A full assessment of adverse selection on the exchange promotes marketplace stability and consumer welfare. In this paper, we examine the adverse selection among the on-exchange insurees using administrative and claims data from a large U.S. insurer between 2014 and 2017. We focus on two types of adverse selection: riskier insurees’ enrollment in more generous plans, and their strategic decisions on when to enroll and how long to stay covered.
For adverse selection in plan generosity, we first detect a positive correlation between coverage and expected costs, which attests to the overall adverse selection among on-exchange insurees. We then leverage the similarity in the actuarial levels between on-exchange plans and commercial small-group plans to perform a difference-in-difference (DID) style analysis. In this analysis, we first match plans sold in the two markets based on cost-sharing levels, e.g. identifying “silver-equivalent” and “gold-equivalent” small-group plans. We then regress the expected costs on the full interaction between cost-sharing levels and on-exchange status. Our DID-style estimation quantifies the additional average costs in each non-Bronze tier relative to the Bronze among the on-exchange insurees using the small-group insurees as a comparison. We find clear evidence of adverse selection in all non-Bronze tiers in both on-exchange and small-group plans. The level of selection increases with plan generosity, and is more pronounced among on-exchange insurees than small-group insurees across all tiers.

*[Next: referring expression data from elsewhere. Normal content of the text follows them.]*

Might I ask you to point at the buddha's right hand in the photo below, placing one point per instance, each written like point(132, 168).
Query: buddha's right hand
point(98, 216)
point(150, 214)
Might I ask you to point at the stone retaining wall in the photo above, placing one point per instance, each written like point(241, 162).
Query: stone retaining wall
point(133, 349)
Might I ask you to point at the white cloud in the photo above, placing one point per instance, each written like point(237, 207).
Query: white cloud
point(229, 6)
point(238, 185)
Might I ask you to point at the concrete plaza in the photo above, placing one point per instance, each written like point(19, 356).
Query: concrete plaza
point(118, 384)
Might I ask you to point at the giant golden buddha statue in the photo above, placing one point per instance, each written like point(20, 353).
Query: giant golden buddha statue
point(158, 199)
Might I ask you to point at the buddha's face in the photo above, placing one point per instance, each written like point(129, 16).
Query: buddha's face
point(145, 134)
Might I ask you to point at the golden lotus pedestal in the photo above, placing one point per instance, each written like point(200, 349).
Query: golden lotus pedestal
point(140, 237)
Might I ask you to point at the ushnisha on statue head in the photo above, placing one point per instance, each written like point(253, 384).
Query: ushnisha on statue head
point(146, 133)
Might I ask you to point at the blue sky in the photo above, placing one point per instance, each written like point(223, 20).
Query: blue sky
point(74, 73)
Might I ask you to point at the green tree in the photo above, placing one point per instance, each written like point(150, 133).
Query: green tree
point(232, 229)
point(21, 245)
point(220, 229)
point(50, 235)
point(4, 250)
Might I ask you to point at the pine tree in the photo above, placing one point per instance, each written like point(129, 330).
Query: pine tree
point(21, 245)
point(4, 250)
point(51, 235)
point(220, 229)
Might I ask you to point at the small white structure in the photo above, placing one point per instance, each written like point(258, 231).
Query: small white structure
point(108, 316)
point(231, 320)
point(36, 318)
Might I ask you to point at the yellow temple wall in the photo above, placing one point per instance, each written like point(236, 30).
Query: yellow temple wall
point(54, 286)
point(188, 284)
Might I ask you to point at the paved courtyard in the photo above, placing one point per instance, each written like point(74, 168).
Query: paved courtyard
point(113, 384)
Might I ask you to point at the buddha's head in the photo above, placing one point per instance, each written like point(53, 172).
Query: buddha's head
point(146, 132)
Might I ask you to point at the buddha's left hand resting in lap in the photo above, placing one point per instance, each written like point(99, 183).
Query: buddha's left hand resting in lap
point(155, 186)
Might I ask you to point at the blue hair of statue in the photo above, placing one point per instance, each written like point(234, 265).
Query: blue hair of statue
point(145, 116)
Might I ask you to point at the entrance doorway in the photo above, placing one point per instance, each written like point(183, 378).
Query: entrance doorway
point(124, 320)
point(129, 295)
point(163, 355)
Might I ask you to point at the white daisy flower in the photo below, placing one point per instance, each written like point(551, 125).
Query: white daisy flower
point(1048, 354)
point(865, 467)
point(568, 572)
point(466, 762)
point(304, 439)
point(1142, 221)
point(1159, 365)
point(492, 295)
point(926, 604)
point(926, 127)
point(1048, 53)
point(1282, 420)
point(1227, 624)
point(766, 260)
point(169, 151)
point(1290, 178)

For the adverse selection in enrollment timing and enrollment duration, we first conduct a positive correlation test using enrollment periods leading to and following a coverage gap. We detect a positive correlation between coverage and expected costs in enrollment following a coverage gap, but not in those leading to a coverage gap. We then conduct a difference-in-difference-in-difference style regression of the expected costs on the three-way interaction between enrollment duration, cost-sharing levels, and on-exchange status. We find no evidence of adverse selection in enrollment duration among small-group insurees. For on-exchange insurees, only those who enroll in Gold or Platinum are making strategic enrollment choices, based on analysis of enrollment duration and costs; In our survival analysis on enrollment duration, we find premium subsidy receipt significantly increases an on-exchange insuree’s probability to stay in coverage.